ONAGER
Ipotesi ricostruttiva di un onager (monoancon in greco); non è chiaro se questo strumento, utilizzato fin dal III secolo a.C., sia caduto successivamente in disuso, per poi essere riutilizzato in epoca imperiale o se, com'è molto probabile, l'utilizzo di questa macchina sia stato continuativo nei secoli. A favore di quest’ultima ipotesi anche la considerazione che alcune delle impronte lasciate dalle palle di pietra sulle mura di Pompei durante l’assedio del 89 a.C., risultano troppo grosse per essere state lanciate da una balista.
Il nome latino è dato dal suo movimento: il braccio, in fase di lancio, provocava infatti, a causa della forza prodotta, il sollevamento posteriore della macchina, come lo scalciare degli asini selvatici, chiamati appunto onagri.

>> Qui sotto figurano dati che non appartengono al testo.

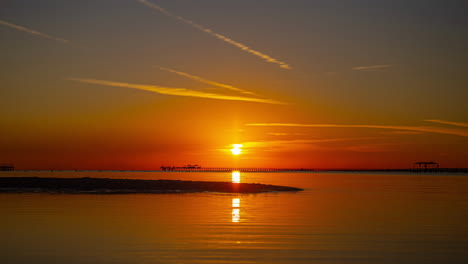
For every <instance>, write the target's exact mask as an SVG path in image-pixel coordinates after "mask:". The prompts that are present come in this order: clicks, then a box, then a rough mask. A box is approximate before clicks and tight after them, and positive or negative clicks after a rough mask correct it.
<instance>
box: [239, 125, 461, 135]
mask: <svg viewBox="0 0 468 264" xmlns="http://www.w3.org/2000/svg"><path fill="white" fill-rule="evenodd" d="M246 125H247V126H264V127H320V128H327V127H331V128H333V127H337V128H377V129H392V130H408V131H420V132H429V133H437V134H448V135H457V136H462V137H468V130H463V129H453V128H443V127H431V126H383V125H338V124H291V123H256V124H246Z"/></svg>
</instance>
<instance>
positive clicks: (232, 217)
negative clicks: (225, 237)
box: [231, 198, 240, 223]
mask: <svg viewBox="0 0 468 264" xmlns="http://www.w3.org/2000/svg"><path fill="white" fill-rule="evenodd" d="M239 207H240V198H233V199H232V219H231V221H232V222H233V223H239V222H240V208H239Z"/></svg>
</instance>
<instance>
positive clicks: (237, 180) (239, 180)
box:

Lo scrittore greco Filone di Bisanzio (280-220 a.C. circa), ci tramanda nel suo Trattato di Meccanica (libro V), che le palle che venivano lanciate da questa macchina, pesavano circa 26 chili (un talento) mentre lo storico Ammiano Marcellino (330-397 circa), oltre a darci una descrizione abbastanza precisa della forma e del funzionamento della macchina (Rerum Gestarum XXIII, 4), ci informa che era costruita in legno di quercia o di leccio e che necessitava di quattro inservienti per lato per il suo funzionamento. Altri autori che ne parlano, (in maniera decisamente reticente), sono l'architetto Apollodoro di Damasco (50-130 d.C. circa) nell'opera Poliorketica (paragrafo 188) e Renato Flavio Vegezio (seconda metà IV secolo – V secolo d.C.) in Epitoma Rei Militaris (IV 9).